「ふるさとづくり'96」掲載
<集団の部>ふるさとづくり振興奨励賞

一人ひとりがみな主役ムラ芝居「いちう座」による村おこし
徳島県一宇村 ムラ芝居「いちう座」
 ムラ芝居「一宇座」(代表・三上慶一さん、会員25人)の前身は「青年一揆会」。一揆会は、ビデオ愛好家が村の史跡、名勝、伝統芸能、産業等の認識を深め、村外へもPRする目的で、救村の義人で伝わる庄屋・谷貞之丞「直訴」の史実も収録、村の小中学校、公民館に贈った。
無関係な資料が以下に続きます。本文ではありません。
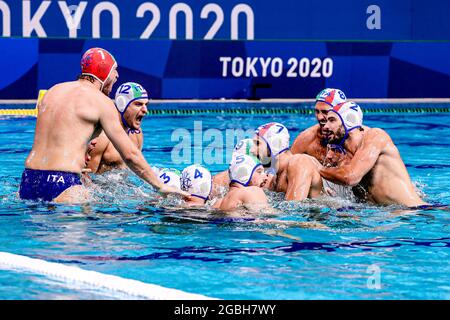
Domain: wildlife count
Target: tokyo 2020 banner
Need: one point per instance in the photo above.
(233, 49)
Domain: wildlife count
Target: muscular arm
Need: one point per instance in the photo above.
(363, 160)
(300, 172)
(303, 140)
(128, 151)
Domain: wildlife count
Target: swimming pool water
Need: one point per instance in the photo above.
(126, 232)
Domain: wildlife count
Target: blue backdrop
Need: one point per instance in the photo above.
(233, 49)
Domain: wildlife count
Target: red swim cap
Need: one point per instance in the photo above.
(97, 62)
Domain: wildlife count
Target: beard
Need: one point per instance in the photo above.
(335, 138)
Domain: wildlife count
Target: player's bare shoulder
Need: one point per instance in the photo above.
(305, 139)
(376, 136)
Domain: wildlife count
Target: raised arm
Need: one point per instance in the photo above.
(128, 151)
(300, 171)
(362, 162)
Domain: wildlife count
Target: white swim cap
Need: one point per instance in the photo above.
(331, 96)
(243, 147)
(276, 136)
(242, 168)
(197, 180)
(127, 93)
(350, 114)
(170, 177)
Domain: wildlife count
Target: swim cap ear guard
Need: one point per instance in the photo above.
(125, 95)
(351, 117)
(170, 177)
(197, 180)
(242, 168)
(243, 147)
(331, 96)
(98, 63)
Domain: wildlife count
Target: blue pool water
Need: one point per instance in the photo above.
(126, 232)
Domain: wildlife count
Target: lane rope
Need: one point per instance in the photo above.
(70, 275)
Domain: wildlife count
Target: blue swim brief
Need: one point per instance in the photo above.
(46, 185)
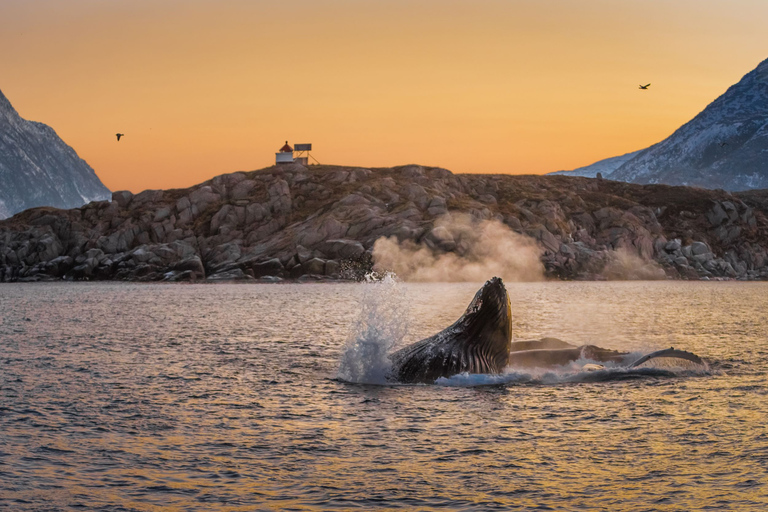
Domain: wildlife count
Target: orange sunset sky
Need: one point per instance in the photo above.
(206, 87)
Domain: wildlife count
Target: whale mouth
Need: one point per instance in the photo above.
(478, 342)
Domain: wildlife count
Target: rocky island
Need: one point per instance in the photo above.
(291, 222)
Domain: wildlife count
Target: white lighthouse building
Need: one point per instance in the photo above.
(285, 155)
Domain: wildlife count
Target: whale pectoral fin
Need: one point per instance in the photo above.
(671, 353)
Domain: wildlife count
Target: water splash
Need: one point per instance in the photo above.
(383, 322)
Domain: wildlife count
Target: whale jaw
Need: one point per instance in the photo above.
(478, 342)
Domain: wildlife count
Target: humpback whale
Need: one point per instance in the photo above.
(481, 342)
(478, 342)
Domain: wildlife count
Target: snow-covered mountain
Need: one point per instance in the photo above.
(604, 167)
(725, 146)
(37, 168)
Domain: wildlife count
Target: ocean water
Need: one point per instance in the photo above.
(270, 397)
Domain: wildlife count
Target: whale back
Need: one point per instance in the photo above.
(478, 342)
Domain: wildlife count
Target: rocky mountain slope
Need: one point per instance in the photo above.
(725, 146)
(604, 167)
(37, 168)
(292, 222)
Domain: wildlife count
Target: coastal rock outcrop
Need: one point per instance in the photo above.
(321, 222)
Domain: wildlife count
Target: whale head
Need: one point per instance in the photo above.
(487, 322)
(478, 342)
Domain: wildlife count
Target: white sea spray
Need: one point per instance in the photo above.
(381, 324)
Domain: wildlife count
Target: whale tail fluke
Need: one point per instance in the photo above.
(670, 353)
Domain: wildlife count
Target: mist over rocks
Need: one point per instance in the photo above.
(291, 222)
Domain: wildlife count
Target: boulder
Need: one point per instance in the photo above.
(122, 197)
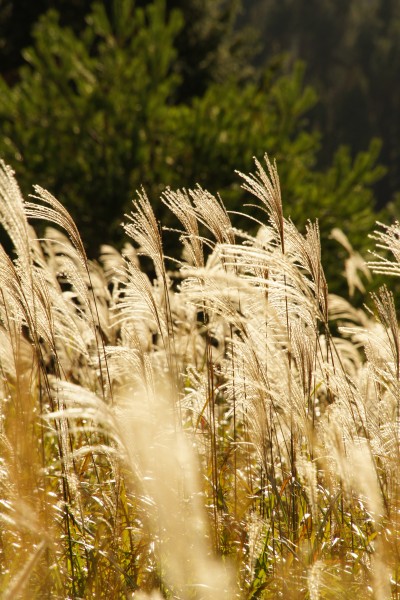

この史実を芝居で再現、文化遺産としてビデオに残し、村の活性化につなげようと平成3年8月「一宇座」を結成、その時の「直訴」を今の過疎にだぶらせ芝居で訴えている。


義人・谷貞之丞物語で旗揚げ公演

 宝永7年(1710)はひどい旱魃で作物は実らず農民の蓄えは底をついていたが、藩は租税を従来の5倍も要求、それを拒否した者は厳罰に処せられた。庄屋の貞之丞はあらゆる手段で代官に願い出たが聞き入れられず、農民の怒りは項点に達し、一揆を起こす寸前までいった。それを制止して藩に直訴し、村と村民を救ったのが庄屋の貞之丞だった。貞之丞は鮎喰川原で斬首となり、貞之丞を偲んで村人が建てた碑が村の土釜に残っている。
 一宇座の芝居のテーマ「直訴」は、280年前、身を犠牲にして村を救った義人、谷貞之丞の生きざまを広く住民に伝えることで、郷土への愛者心を喚起しようという願いが込められていた。こうして座員らは、時間の調整や厳しい練習、多額の費用のかかる衣装代などの難問を乗り越えて、第1回旗揚げ公演を平成4年3月22日、昼夜2回にわたり行った。会場の福祉センターは超満員の大盛況。第2回を同年8月、第3回を6年3月に開き、第4回は同年4月26日、徳島県郷土文化会館で公演した。県商工会連合会の招きによるもので、県下全域からの観客に「直訴」の熱演が感動を呼んだ。第5回は7年4月に村の公民館で開演。


一宇座の活動がもたらした成果

(1)芝居で集う子どもからお年寄りまで、座員間に連帯感が生まれ、大きな自信となった。
(2)村民の中に一宇村を見直す意識が高まった。
(3)芝居を通じ他人の長所を認め合うようになった。
(4)挨拶が自然に交わされるようになった。
(5)谷貞之丞を研究する歴史家が村を訪れてくるなど、村のPRに貢献した。
(6)村内の小・中学校が授業に谷貞之丞を取り入れるようになった。
(7)芝居だけでなく、ボランティア活動の気運が高まり、村民によるギネス運動会が行われるなど住民の心の輪が広がっている。
 貞之丞没後、280年目に再現された「直訴」は、衰退する村の活性化に結びつけていこうと共感を呼んでおり、座員の大きな自信となって公演は末永く続けたいとしている。